Understanding Employers’ Response to Irrelevant Interview Questions by Worker Gender

Last registered on March 13, 2023


Trial Information

General Information

Understanding Employers’ Response to Irrelevant Interview Questions by Worker Gender
Initial registration date
February 28, 2023

Initial registration date is when the trial was registered.

It corresponds to when the registration was submitted to the Registry to be reviewed for publication.

First published
March 13, 2023, 8:27 AM EDT

First published corresponds to when the trial was first made public on the Registry after being reviewed.



Primary Investigator

Monash University

Other Primary Investigator(s)

PI Affiliation
University of Pittsburgh
PI Affiliation
University of Pittsburgh
PI Affiliation
Rand Corporation

Additional Trial Information

In development
Start date
End date
Secondary IDs
Prior work
This trial does not extend or rely on any prior RCTs.
In this project, we study how gender gaps in hiring in a male-type environment vary depending on the use of “irrelevant” or “silly” interview questions, questions that are used in real-world interviews as ice-breakers or to get a general sense of an applicant’s personality, rather than being related to job-related skills or characteristics.
External Link(s)

Registration Citation

Ahumada, Beatriz et al. 2023. "Understanding Employers’ Response to Irrelevant Interview Questions by Worker Gender ." AEA RCT Registry. March 13. https://doi.org/10.1257/rct.11011-1.0
Experimental Details


In the project we study whether subjects acting as employers exhibit difference in their willingness to “hire” or “bet on” men vs. women subjects in a male-type task depending on the presence of “irrelevant” or “silly” interview questions.
Intervention Start Date
Intervention End Date

Primary Outcomes

Primary Outcomes (end points)
We collect the following primary outcomes:
- Willingness to pay for employees’ answers to “silly “application question: This is defined as the portion of a fixed payment employers are willing to pay to receive the considered employees’ answers to a known “silly” question.
-Gender gap in hiring: This is defined as the difference in likelihood that a man vs. woman is hired in a mixed-gender employee comparison pair, conditional on their relative performance in an earlier task.
Primary Outcomes (explanation)
Below we outline how we will use our primary outcomes and the key hypothesis.
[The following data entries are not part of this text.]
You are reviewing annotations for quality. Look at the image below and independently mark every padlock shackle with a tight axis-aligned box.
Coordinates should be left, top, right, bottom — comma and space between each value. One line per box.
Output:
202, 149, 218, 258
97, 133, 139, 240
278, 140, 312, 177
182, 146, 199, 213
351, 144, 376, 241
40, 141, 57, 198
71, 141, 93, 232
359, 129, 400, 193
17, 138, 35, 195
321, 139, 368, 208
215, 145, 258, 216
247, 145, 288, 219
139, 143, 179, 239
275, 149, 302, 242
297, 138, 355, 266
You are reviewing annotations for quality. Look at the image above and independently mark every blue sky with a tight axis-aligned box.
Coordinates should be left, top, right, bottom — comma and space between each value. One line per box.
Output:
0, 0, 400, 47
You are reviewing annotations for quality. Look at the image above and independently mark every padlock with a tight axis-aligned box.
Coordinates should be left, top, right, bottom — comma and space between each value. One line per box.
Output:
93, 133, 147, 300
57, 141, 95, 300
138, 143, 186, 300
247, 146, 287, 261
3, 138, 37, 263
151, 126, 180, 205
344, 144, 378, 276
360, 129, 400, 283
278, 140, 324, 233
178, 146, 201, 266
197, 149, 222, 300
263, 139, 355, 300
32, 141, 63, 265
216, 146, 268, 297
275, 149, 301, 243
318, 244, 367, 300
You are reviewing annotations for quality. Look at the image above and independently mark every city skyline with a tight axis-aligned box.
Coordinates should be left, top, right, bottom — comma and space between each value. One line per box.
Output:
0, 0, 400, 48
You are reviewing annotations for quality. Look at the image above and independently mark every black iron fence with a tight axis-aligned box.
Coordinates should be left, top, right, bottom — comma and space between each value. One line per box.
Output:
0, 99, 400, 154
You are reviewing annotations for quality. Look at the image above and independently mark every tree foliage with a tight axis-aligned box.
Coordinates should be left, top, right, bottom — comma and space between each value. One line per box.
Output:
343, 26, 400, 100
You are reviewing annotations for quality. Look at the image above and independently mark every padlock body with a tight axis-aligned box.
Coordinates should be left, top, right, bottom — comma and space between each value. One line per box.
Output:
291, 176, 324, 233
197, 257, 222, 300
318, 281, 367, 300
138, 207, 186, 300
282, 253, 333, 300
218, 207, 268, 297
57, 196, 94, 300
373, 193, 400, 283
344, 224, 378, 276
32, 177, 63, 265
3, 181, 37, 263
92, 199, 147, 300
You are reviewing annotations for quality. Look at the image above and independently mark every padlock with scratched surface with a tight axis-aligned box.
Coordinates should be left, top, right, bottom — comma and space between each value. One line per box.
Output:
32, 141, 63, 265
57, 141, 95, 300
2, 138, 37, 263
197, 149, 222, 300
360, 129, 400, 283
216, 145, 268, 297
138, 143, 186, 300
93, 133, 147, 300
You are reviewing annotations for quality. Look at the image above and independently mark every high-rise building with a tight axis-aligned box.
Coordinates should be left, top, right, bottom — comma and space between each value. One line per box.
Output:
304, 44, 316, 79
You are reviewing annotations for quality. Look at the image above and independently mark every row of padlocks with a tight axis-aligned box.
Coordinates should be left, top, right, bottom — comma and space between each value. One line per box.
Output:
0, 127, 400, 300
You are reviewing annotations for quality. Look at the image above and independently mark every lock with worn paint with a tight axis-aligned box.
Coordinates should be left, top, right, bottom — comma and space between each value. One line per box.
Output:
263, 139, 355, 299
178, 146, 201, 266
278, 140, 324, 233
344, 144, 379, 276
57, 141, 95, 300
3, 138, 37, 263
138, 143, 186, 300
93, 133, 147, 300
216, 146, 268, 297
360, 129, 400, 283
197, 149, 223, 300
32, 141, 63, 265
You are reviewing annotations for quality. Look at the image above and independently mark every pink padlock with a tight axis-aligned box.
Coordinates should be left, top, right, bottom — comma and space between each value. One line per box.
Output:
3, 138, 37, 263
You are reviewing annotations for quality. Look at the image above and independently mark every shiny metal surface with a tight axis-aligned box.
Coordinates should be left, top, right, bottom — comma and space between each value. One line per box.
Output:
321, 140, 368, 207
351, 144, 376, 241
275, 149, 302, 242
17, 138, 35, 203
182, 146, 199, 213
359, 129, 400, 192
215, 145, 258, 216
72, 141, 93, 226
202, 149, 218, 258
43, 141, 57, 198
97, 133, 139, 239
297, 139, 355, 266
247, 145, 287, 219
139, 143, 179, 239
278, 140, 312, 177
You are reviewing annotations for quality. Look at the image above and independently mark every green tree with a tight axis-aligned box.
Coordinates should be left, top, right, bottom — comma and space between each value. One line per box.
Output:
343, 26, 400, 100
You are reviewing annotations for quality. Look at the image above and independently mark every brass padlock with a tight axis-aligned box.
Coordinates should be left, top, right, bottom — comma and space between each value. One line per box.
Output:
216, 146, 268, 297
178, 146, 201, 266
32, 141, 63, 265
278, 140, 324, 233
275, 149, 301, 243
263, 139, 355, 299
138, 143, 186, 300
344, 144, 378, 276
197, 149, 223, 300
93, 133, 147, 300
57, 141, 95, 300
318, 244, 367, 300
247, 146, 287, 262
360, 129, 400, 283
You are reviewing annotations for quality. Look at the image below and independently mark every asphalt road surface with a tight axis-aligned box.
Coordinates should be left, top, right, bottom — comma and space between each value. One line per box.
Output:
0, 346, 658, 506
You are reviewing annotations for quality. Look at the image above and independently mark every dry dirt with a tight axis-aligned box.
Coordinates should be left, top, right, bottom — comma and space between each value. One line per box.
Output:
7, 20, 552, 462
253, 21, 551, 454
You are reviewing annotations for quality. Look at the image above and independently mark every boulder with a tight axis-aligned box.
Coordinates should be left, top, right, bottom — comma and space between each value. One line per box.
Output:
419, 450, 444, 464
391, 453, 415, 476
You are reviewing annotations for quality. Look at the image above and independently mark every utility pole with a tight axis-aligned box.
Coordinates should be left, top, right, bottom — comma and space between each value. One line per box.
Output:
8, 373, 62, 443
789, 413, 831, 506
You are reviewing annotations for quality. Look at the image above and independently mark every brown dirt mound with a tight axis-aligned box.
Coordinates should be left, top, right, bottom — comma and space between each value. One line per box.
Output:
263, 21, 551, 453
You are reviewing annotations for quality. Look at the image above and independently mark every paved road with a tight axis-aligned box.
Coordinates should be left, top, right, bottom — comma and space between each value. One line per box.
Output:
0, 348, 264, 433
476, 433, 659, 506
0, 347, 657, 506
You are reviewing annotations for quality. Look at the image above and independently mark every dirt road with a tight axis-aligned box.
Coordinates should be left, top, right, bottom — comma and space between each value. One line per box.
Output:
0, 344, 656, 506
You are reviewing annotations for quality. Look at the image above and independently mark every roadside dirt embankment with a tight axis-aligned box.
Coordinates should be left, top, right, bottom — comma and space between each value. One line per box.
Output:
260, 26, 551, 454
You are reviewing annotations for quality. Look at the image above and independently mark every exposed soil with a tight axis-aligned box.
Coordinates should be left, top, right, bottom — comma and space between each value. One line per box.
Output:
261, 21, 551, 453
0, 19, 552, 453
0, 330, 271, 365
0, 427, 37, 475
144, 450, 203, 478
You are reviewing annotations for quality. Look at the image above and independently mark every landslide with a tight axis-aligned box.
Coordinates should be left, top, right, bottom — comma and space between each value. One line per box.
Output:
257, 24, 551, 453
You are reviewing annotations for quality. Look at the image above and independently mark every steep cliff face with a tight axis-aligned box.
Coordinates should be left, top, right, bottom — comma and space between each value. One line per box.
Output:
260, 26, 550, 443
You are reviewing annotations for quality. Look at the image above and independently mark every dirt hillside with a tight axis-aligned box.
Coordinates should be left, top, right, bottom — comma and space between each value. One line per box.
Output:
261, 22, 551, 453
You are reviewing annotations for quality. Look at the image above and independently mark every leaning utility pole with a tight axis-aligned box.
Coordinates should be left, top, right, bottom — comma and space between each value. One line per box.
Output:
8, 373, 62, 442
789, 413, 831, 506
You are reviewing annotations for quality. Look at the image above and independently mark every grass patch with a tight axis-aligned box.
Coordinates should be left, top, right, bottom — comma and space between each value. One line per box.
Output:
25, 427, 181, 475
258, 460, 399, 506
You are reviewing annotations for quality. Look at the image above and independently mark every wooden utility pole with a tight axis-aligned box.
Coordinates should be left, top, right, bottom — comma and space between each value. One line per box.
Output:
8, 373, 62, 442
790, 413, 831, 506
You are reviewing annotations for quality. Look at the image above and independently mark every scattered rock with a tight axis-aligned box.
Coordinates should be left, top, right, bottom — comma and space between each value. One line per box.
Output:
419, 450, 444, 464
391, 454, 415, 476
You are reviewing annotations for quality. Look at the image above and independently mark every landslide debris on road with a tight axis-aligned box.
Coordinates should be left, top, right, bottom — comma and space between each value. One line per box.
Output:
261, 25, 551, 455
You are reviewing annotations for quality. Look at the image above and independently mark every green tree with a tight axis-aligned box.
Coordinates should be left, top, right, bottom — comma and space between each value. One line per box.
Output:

Hypothesis 1: when gender is known, employers have a higher willingness to pay for the employees’ answers to the “silly” questions when the task 1 score of women is greater than the task 1 score of men; when gender is unknown, there is no such gender gap in willingness to pay for answers.
Hypothesis 2: when gender is known and when the employees’ answers to “silly” questions are shown, men are more likely to be picked over women when the woman’s task 1 score is greater than the man’s task 1 score than when the answers are not shown; there is no such gap when gender is not known.

Secondary Outcomes

Secondary Outcomes (end points)
To identify questions that are appropriate for this analysis, i.e. do not carry information about employee quality, we also measure:
- Beliefs about ability from “silly” question answer: a subset of employers will be shown two answers to the same “silly” question and asked to select which one had the higher score on the payment-relevant task
- External beliefs about “silly” question validity: This is defined as whether external individuals in a separate survey believe the answers to the “silly” questions are valuable in predicting performance in the math task when mixed in with other standard interview questions.
Secondary Outcomes (explanation)
To ensure that the questions we use do not carry any information, we measure the “informativeness” of our questions in numerous ways:
1. We will measure how much employers are willing to pay for certain “silly” question answers when gender is not known – greater willingness to pay indicates possible informativeness of that question
2. We will measure how predictive the provision of answers to certain “silly” questions are in terms of hiring outcome when gender is not known– a greater propensity to select the higher performing person when the answer is provided indicates possible informativeness of that question
3. We will measure how predictive the provision of answers to certain “silly” questions are in terms of hiring decisions when gender is not known– a change in the distribution of who is picked when certain questions’ answer are provided would indicate possible informativeness of those questions
4. We will measure how well employers are able to predict the higher performing individual when gender is not known for different “silly” questions – questions that provide more accuracy would possibly be more informative

Experimental Design

Experimental Design
Our design aims to measure the impact of “irrelevant” or “silly” interview questions on gender gaps in hiring.
Experimental Design Details
The design consists of five stages.
In stage 1, we will recruit subjects from mTurk to act as “employees”. These employees will do a number of tasks. First, they will do two rounds of the online sums task, in which subjects have to pick out the two numbers in a 3X3 grid that sum to 100 as many times as possible within an allotted amount of time. Employees will be paid a piece rate based on the number of correct answers for one of those two rounds, randomly selected. The employees will also be asked to answer a set of “irrelevant” or “silly” questions commonly used in interviews, based on this article: https://blog.hubspot.com/marketing/funny-weird-interview-questions. These questions are:
● "What do you think of garden gnomes?"
● "You’ve been given an elephant. You can’t give it away or sell it. What would you do with the elephant?"
● "If you were a tree, what kind of tree would you be and why?"
● "If you had to be shipwrecked on a deserted island, but all your human needs—such as food and water—were taken care of, what two items would you want to have with you?"
● "If you had a choice between two superpowers, being invisible or flying, which would you choose and why"
● "If you could compare yourself with any animal, which would it be and why?"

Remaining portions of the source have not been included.